If your package is an interface to an existing tool or internet resource, try to have your package listed on that tool or resource webpage.
As a scientist, you can write a paper about your package and publish it to a journal well known in your field like Methods in Ecology and Evolution. By the way when you use R and packages in such a paper or any other paper do not forget to cite them (using the output of
citation() for instance) to acknowledge their usefulness and help their authors feel their work is valued (furthermore if they’re academics having their work cited is quite crucial for their career advancement).
As a scientist you’re used to having papers peer-reviewed.
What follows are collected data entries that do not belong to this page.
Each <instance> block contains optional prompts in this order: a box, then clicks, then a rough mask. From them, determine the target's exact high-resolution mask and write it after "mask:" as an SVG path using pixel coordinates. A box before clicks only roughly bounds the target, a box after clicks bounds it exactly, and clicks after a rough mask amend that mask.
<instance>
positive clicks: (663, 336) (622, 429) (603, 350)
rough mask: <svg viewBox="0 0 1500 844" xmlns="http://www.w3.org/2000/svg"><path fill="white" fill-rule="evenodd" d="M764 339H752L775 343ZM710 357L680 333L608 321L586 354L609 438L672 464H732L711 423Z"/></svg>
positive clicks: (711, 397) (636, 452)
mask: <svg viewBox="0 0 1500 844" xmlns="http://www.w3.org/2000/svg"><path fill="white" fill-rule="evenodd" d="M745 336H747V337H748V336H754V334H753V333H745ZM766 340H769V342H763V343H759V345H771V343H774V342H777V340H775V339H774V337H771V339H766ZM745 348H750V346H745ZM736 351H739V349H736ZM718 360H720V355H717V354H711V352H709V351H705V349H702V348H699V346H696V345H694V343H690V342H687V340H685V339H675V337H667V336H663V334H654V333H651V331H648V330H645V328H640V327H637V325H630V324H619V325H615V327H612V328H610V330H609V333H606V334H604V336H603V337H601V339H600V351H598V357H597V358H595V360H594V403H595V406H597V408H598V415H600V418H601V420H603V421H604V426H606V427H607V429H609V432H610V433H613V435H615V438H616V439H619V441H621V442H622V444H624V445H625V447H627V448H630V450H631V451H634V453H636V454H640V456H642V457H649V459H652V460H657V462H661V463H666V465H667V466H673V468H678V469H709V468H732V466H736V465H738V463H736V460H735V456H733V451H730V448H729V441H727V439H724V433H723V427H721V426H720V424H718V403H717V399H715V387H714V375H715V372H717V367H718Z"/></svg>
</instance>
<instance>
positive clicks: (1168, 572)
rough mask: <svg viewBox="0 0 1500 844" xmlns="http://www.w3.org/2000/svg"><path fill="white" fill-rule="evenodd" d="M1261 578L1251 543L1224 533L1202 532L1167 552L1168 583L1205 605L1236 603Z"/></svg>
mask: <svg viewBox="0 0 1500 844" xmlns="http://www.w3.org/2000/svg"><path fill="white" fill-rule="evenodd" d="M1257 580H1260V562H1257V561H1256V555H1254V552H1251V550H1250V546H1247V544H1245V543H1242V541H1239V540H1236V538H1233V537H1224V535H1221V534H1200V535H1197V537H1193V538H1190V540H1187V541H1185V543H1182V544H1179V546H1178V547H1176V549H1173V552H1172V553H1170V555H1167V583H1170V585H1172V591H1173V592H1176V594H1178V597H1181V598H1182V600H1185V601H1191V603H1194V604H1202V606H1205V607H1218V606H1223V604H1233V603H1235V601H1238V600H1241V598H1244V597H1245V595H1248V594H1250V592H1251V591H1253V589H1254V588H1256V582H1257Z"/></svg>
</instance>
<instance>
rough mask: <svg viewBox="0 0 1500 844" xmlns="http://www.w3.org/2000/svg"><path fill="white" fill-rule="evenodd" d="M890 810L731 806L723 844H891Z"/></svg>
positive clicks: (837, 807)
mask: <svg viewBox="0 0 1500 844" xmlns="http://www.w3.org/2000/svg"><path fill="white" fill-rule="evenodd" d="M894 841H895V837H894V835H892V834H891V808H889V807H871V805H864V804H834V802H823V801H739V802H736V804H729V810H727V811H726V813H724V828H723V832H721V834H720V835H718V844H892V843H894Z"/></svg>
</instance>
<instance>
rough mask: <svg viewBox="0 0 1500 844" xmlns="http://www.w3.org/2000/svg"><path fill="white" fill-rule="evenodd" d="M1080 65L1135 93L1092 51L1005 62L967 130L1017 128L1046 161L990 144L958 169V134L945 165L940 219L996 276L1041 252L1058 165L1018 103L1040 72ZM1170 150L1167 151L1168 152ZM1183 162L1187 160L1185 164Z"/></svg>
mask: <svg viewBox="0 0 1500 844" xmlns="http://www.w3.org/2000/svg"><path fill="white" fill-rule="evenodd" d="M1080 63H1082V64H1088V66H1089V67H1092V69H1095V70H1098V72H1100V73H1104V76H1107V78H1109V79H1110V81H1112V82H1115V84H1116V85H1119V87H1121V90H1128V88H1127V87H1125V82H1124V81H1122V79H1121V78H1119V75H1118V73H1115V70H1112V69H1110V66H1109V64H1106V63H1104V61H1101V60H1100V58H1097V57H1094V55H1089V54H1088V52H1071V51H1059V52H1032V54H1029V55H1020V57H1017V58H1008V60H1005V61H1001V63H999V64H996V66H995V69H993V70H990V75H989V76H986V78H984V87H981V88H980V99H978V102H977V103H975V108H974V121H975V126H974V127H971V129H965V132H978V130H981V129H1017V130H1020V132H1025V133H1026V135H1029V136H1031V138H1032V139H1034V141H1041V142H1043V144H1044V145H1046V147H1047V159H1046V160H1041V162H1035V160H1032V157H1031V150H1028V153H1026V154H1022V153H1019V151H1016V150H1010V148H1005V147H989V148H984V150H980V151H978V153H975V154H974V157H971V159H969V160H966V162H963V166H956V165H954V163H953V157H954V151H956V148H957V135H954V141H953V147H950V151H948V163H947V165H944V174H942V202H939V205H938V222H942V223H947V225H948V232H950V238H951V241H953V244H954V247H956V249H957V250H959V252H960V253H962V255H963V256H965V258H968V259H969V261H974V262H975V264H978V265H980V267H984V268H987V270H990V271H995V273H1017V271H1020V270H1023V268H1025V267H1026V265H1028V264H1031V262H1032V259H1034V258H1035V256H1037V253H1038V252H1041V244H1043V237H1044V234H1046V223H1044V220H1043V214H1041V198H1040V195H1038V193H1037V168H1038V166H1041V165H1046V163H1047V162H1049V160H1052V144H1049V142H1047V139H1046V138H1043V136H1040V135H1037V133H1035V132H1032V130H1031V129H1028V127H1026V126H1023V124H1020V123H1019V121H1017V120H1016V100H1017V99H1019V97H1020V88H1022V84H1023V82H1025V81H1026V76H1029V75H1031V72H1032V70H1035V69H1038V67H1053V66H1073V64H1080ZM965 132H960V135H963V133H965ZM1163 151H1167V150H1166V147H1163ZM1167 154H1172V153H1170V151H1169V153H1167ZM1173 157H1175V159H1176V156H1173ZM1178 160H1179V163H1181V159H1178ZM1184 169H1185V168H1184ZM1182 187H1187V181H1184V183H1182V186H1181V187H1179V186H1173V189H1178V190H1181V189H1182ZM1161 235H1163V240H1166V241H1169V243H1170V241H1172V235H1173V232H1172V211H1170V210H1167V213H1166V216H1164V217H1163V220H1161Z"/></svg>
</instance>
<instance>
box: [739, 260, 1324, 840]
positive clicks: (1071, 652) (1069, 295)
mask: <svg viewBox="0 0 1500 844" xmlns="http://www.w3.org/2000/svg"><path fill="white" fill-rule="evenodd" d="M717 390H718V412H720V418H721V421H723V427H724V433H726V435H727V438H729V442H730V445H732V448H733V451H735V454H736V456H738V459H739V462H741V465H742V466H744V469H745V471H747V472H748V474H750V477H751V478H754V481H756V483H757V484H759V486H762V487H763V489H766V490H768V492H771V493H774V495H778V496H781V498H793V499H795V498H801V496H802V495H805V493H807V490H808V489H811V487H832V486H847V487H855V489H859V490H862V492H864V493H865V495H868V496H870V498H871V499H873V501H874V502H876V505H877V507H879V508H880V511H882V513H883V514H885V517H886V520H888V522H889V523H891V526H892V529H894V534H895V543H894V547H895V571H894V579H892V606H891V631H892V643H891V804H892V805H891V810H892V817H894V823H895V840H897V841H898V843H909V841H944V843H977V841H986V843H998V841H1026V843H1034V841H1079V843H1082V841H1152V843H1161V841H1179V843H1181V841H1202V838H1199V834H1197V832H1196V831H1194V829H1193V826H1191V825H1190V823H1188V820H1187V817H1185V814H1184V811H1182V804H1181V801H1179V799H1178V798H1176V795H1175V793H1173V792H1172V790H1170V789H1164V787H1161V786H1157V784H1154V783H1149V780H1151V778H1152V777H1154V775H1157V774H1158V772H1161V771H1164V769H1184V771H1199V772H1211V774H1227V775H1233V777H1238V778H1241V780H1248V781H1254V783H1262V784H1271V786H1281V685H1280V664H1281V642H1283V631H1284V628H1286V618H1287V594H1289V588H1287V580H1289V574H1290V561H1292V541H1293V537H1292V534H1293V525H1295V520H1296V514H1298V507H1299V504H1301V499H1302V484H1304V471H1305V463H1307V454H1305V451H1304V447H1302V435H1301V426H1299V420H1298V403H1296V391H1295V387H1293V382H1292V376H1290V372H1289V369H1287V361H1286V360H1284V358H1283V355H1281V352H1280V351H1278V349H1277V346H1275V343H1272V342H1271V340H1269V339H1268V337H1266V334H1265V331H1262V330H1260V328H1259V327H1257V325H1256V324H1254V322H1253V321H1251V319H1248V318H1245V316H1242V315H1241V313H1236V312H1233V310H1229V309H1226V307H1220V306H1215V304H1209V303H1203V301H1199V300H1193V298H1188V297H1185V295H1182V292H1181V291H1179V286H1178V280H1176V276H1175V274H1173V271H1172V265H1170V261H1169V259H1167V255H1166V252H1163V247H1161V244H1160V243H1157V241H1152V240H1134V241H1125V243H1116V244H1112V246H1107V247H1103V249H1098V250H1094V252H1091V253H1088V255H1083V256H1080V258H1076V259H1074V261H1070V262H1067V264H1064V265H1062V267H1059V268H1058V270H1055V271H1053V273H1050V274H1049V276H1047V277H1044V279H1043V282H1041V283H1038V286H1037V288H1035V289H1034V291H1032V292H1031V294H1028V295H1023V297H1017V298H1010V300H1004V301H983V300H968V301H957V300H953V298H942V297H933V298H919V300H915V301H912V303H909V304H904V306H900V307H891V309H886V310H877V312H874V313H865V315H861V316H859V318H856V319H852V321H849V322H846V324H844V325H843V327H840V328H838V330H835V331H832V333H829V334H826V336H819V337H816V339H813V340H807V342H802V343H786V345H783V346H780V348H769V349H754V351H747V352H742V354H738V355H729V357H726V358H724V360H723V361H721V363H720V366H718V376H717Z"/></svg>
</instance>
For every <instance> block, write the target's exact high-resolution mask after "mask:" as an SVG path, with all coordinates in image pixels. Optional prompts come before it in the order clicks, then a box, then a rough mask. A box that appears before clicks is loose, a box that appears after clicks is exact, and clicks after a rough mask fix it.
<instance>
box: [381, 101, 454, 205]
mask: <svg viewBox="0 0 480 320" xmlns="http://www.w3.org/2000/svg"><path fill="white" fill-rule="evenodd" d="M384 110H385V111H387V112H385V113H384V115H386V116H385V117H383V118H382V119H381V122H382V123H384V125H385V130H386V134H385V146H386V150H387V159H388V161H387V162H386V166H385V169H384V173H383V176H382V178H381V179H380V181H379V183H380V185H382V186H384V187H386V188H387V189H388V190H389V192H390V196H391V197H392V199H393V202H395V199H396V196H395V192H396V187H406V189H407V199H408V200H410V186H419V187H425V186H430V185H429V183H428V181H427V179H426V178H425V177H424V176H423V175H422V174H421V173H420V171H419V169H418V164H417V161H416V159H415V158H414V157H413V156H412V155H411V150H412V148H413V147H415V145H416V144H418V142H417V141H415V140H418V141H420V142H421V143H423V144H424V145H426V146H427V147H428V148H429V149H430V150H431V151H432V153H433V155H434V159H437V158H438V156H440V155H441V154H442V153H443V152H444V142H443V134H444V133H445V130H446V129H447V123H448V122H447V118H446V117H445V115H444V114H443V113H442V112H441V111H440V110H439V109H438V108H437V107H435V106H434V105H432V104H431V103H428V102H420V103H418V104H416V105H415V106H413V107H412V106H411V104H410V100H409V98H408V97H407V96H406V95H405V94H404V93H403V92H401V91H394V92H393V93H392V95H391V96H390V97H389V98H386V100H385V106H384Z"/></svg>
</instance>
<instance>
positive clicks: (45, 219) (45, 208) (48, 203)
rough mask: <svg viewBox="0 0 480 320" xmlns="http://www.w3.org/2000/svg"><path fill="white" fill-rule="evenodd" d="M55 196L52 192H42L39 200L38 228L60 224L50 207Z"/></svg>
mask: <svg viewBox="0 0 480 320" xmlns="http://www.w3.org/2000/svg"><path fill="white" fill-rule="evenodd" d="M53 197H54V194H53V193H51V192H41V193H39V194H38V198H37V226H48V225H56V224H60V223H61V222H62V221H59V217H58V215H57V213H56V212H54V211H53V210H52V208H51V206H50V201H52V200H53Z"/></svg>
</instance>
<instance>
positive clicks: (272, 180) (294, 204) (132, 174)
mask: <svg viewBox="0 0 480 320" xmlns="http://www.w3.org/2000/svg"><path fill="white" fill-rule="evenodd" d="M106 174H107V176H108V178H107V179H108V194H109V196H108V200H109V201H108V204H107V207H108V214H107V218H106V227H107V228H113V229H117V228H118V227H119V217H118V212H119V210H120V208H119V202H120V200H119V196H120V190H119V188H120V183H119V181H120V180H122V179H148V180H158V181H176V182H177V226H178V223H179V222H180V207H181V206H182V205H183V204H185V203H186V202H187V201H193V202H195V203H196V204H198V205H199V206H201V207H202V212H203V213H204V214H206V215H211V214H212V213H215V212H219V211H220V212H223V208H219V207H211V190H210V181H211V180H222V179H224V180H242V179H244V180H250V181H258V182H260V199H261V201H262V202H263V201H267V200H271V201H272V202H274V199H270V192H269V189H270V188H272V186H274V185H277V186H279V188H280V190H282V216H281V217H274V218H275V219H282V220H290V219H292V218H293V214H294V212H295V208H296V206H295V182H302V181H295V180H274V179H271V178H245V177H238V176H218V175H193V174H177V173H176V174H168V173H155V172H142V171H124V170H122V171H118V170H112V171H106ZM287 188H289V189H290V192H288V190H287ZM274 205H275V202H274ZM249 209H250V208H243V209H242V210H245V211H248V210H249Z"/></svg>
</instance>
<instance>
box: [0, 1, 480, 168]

In general if you submit a paper about your package, your paper will be reviewed more than your package, but you can actually get the benefits of peer-review for your package itself! This is a fantastic way to improve the quality and user-friendliness of your package.
Where to have your package reviewed?
You don’t need anything formal, maybe you can ask someone you know and who could for instance be an user of your package? You can ask them to review the code or its documentation or both, depending on their skills and time of course.
The R Journal asks reviewers of papers to have a look at the package, as does The Journal of Statistical Software. That said, you’ll need to write a whole paper to go with your package which is maybe something you don’t want to.
The Journal of Open Science Software, JOSS asks reviewers to check some points in your package and you to write a very minimal paper about your package. The review process is minimal but you can still get useful feedback.
At rOpenSci we review packages that fit in our categories. Your package will be reviewed by two people. We have a partnership with the Journal of Open Source Software so that if your package fits in both venues, the review over at JOSS will be a breeze after the rOpenSci reviews. We also have a partnership with MEE, allowing a duo paper-package to be reviewed by MEE and rOpenSci respectively, see this post.
Needless to say, but I’ll write it anyway, all these review systems work both ways… Offer your reviewing services! You’ll actually learn so much that you’ll find ideas to improve your own packages.
Make your repo a friendly place
Another way to improve the quality of your package and make it more user friendly is to put people at ease when they have a question, a bug report, or a suggestion for improvement. Adding a code of conduct (use
devtools::use_code_of_conduct as a starting point) and a contributing guide (with issue and PR templates if you want, in any case making clear what kind of contributions you welcome) to your package repository will help ensuring that. Also try to respond timeously to requests.
On top of having a contributing guide you could also add a status badge for your repository so that any visitor might see at a glance whether your package is still in an early development stage.
If people actually start contributing to the package, try being generous with acknowledgements. A selfish reason is that it’ll motivate people to keep contributing to your package. A less selfish reason is that it makes the whole R community more welcoming to new contributors. So you can add discoverers and solvers of bugs for instance as ctb in DESCRIPTION and add a line about their contribution in NEWS.md.
If you’re curious, you can get an idea of the number of downloads of your package via the
cranlogs package. Using it you can compare your package popularity to similar packages, and check whether there was a peak after a course you’ve given for instance.
Similarly, if your package repository is hosted on Github, using the
gh package you can do similar analyses, looking at the number of stars over time for instance.
This is the end of my list of tips, do not hesitate to add suggestions in the comments!